Global Health Opportunities

Correctable surgical disease is ubiquitous in the developing world and is now recognized as accounting for at least 11 percent of the world’s global health burden. The Global Health Advocacy Program in Surgery (GHAPS) was initially conceived in 2008 as a program under the OHSU Department of Surgery and is in a unique position to not only contribute to the care of patients across the globe but advance OHSU's strategic plan to become an international leader in health and science.

Global Surgery Director

Karen Kwong, M.D., is a Professor in the Department of Surgery, an Associate Program Director of the General Surgery Residency Program and Global Surgery Director. She maintains a clinical appointment and is Chief of General Surgery at the Portland VA Medical Center (PVAMC). She is a faculty advisor and Chair of the Clinical Competency Committee which enacts the General Surgery Milestones. Dr. Kwong also teaches the Ethics and Professionalism Skills Lab and supports Clerkship Director Mackenzie Cook M.D. in the advisement of students desiring to train in general surgery. Dr. Kwong is very interested in global health initiatives and travels to Haiti twice each year with residents and students to provide medical and surgical care, as well as promoting other educational and communication health activities.  She is faculty for the Medical Student Elective Surgery and Inequalities course

Surgery and Inequalities Course

Where Surgery, Global Health and Public Intersect

Inequalities in healthcare dramatically impact individuals and populations. On a global scale, over two billion people have limited access to even the most basic surgical care. This is very troubling in light of the fact that over 10% of the global burden of disease is surgical and the poorest third of humanity receive less than 3.5% of the surgical care.  

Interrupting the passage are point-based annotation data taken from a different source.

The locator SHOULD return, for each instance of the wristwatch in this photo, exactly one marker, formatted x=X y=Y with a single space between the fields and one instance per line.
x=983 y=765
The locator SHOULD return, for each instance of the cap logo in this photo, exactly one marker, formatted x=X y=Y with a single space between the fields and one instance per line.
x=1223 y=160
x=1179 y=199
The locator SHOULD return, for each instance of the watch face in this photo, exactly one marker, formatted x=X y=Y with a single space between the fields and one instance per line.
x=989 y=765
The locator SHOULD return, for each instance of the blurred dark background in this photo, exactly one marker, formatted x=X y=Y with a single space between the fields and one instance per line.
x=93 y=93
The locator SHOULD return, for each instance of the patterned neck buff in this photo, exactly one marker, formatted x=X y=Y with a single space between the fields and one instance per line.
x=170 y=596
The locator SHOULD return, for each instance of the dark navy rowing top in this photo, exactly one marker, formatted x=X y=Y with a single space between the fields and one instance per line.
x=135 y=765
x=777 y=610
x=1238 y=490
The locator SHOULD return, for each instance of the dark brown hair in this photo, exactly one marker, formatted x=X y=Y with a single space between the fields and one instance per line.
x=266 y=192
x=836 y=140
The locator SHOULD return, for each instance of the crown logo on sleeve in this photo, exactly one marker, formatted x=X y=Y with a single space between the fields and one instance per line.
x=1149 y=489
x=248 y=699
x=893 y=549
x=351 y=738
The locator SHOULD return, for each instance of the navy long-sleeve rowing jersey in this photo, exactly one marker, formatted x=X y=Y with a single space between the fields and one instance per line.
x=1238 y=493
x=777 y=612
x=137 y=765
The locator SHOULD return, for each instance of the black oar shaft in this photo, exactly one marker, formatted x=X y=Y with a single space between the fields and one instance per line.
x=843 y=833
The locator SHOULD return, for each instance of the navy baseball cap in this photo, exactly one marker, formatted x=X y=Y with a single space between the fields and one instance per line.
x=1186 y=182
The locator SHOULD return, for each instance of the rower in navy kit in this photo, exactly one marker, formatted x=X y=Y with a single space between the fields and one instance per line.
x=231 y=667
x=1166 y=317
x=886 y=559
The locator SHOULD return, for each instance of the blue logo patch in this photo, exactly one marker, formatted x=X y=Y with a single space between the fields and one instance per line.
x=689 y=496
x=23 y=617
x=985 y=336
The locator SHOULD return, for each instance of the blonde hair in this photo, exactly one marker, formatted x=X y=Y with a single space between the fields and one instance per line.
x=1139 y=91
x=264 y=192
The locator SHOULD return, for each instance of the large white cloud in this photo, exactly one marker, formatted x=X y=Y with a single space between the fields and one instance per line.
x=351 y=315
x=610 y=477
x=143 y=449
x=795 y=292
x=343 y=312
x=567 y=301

Health disparities are not limited to international settings – here in the United States, surgical diseases such as obesity, cancer and trauma are significant public health issues. These challenges disproportionately affect our most vulnerable populations and access to care is similarly limited. This triad of high disease burden, poor access and disparity has spurred an evolving interest among surgeons, educators and health delivery researchers to integrate concepts of population health with surgical care.

OHSU surgeons have an active interest in community health, both globally and locally. Faculty have traveled to Haiti and Uganda, as well as developed educational experiences for OHSU surgery residents in Tanzania and Haiti. In addition, faculty surgeons are actively working to improve rural surgical care right here in Oregon.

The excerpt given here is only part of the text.